Matsuda: Before FutureVuls, we were working very hard to gather information on vulnerabilities. Now, the quality of the work itself has improved, and the work hours have also been reduced considerably. Thanks to FutureVuls, we are now able to use our time properly, focusing on planning and formulating security strategies, which is what we should be doing as a CSIRT.
Also, although not 100%, I think the awareness of vulnerabilities among employees, developers, and engineers has changed. We now receive questions from engineers such as, "I found this vulnerability, is it safe?" I have also started to receive questions from engineers, such as "I found this vulnerability, is it safe?
Kanbe: I am glad to hear that. How about the effect of reduced workload?
In the division where we first implemented FutureVuls, we would have spent three hours a day on vulnerability management operations. If we had done that in all divisions, it would have taken even more man-hours. But with the introduction of the CSIRT plan, one of us in the CSIRT department only needs to spend about 10 minutes a day on it. That is how much more efficient it has become. In terms of specific work, thanks to the use of various functions, I would say that out of the 1,000 or so vulnerabilities we had before, we were able to eliminate about 900 of them in an instant. The remaining 100 vulnerabilities are prioritized and scrutinized, but the information necessary for the scrutiny is already displayed on the FutureVuls screen, so we can use that as the basis for our response, and there is no burden on us.

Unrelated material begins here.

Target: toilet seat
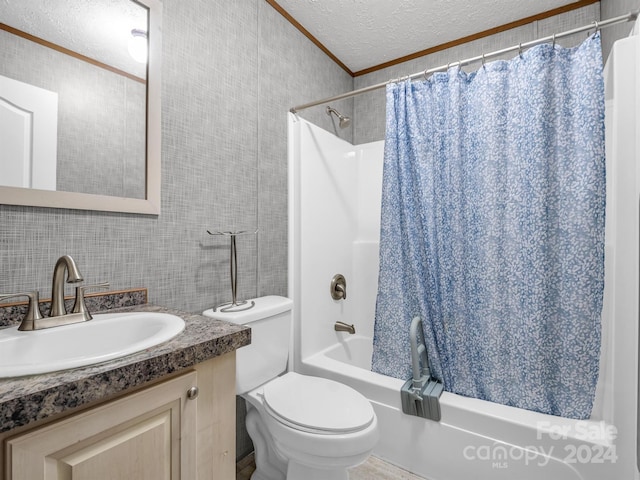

Kanbe: You have been using it quite effectively, and the CSIRT plan's auto-hide and auto-triage features automatically cross off the list of vulnerabilities based on rules determined by the CSIRT, so you can focus on priority, high-risk cases.
Efficient vulnerability management is essential in the accelerating age of change.
Kanbe: How do you operate on a day-to-day basis?
Matsuda: Basically, CSIRT members take the lead in checking vulnerabilities, but accounts are also issued to CSIRT members in charge of infrastructure in each division, so that the urgency of response and reference information can be shared at any time. In implementing FutureVuls in each division, we divide vulnerability management into two processes. First, we ask division members to always apply patches, and FutureVuls confirms this.
Kanbe: Tracking is also easy for the CSIRTs because they can instantly see on the tracking screen whether the patch has been properly applied.
Matsuda: The operational rules have also been designed to reduce the workload, so depending on the content of the notification, we may check for vulnerabilities every morning, or not look at them for a week. We have a flow. It is now much easier to determine whether a vulnerability needs to be addressed today, or whether it can be addressed at the next scheduled maintenance.
Kanbe: Finally, what kind of company would you recommend FutureVuls to?
Matsuda: I believe the key to vulnerability management is how to build a system that does not overburden daily operations. What I mean by that is, looking back over the past 10 years, the number of software applications has increased dramatically. This means that the number of vulnerabilities is much greater today than it was then, and by 2030, there will be even more software and even more vulnerabilities. In 2030, there will be even more software and even more vulnerabilities, and if the current management is too much, the operation will fail in the future. Therefore, I believe that the essential issue for vulnerability management is how to deal with vulnerabilities efficiently without spending too much time and effort. I think that many Japanese companies that are doing vulnerability management properly are still devoting a lot of time to management. However, considering the accelerating pace of change in this era, it is essential to reduce the burden as much as possible and create a system now that can be operated on a daily basis. I believe that FutureVuls is the most effective way to create such a system. I think the appeal of FutureVuls is that it is properly addressing the issues facing Japanese companies today.